She should step back. She should remind him that they'd agreed this was a bad idea, that they were too different, that she couldn't date a man who lived surrounded by things that wanted to eat her.

She didn't step back. “We shouldn’t.”

“Probably not,” he said, his voice rough. "We decided we were better as friends."

"We did."

His forehead dropped to rest against hers. She could feel his breath against her lips, could feel the heat of him through the thin cotton of her tank top. Her heart pounded, which was ridiculous—she'd been shot at tonight without her pulse climbing this high.

"Dove."

"Yeah?"

"I'm going to kiss you now."

“Okay.”

His mouth found hers, and for a long moment, the world narrowed to just this—the taste of him, his hands sliding into her hair, the soft sound he made against her lips when she pressed closer.

When they finally broke apart, they were breathing hard.

"That was a bad idea," Dove said.

"Terrible."

"We should stop."

"Definitely."

He kissed her again. Deeper this time, hungrier, his hands finding her waist and pulling her flush against him. She went willingly, her fingers fisting his shirt, every rational thought dissolving like morning mist over the swamp.

"Bedroom?" he murmured against her throat.

"God, yes."

He took her hand and led her down the hallway, past the dozens of photos of his parents hanging on the walls, past the cardigan on the couch and the lavender scent of a woman's absence. Dolly was bellowing again outside, a prehistoric song that should have been terrifying but somehow felt like approval.

The bedroom was dim. The only light came from the moon through warped blinds and the faint glow from the hallway. The air was thick. The fan overhead pushed it in slow, dutiful circles that did nothing to cool her skin. She registered the bed—heavy cypress frame, an old quilt with soft places worn thin—and then Trent’s hands found her hips and thought scattered.

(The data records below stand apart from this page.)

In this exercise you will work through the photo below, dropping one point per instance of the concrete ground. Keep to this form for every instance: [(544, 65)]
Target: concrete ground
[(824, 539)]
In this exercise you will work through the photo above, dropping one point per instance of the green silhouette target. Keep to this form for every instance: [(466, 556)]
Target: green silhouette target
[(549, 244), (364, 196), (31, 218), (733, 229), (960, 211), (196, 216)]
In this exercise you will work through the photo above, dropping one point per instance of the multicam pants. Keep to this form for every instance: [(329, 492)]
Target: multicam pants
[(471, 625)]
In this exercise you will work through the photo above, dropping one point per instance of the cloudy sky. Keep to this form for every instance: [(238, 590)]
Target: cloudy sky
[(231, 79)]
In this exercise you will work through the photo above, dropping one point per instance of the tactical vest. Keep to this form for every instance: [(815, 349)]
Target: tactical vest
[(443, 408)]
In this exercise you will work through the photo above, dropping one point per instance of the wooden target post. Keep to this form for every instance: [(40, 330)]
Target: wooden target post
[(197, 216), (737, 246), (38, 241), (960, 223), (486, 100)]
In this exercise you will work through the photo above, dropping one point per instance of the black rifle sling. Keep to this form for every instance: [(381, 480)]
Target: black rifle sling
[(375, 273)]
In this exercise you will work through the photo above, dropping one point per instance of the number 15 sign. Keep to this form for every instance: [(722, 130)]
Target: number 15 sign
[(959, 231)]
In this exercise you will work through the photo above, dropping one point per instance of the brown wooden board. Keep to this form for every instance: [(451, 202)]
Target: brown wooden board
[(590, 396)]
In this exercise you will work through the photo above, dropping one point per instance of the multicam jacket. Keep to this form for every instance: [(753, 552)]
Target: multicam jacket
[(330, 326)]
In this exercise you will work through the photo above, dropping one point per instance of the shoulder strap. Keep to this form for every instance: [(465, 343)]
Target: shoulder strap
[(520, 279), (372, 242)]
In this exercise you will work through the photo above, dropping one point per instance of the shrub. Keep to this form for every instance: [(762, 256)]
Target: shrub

He kissed like he’d been holding his breath for hours and finally remembered how to inhale.

She rose into it, into him, into the simple movement of his mouth and hands. Wood creaked. A gator bellowed again, lower and farther off. The noise threaded under the thud of her pulse.

“Tell me to stop,” he said, his breath rough against her lips, not really asking.

“I’m not gonna do that,” she said, and pulled him back down.

He tasted like cold coffee with a dollop of cream. His stubble scraped the edge of her jaw and sent a tingle sliding beneath her skin. When his fingers slipped under the hem of her tank, she lifted her arms. Cotton skimmed up, and cool air licked the sweat collecting at the base of her throat. She shivered, and his mouth moved there like he’d felt the tremor through his palms.

She knew her body. Knew what worked and what didn’t. This—this worked. The weight of him when he pushed her back onto the mattress. The spread of his hands on her ribs, wide and warm. The way he paused when he reached her bra, a half-second of silent question that she answered by arching up so he could get it off.

His mouth closed over her nipple and her spine went taut, the quilt bunching lightly under her shoulder blades as she shifted closer. He was solid between her thighs as she hooked her legs around him.

He kissed a line down her chest, tongue catching in the shallow dip of her belly, and she went liquid in the places that had been locked tight since the gunshots. He worked the button of her jeans, and denim rasped over her thighs, over her knees, and snagged on her heel. He tugged, she kicked, the jeans gave, and she laughed—breathless and a little wild.

He stilled at the sound.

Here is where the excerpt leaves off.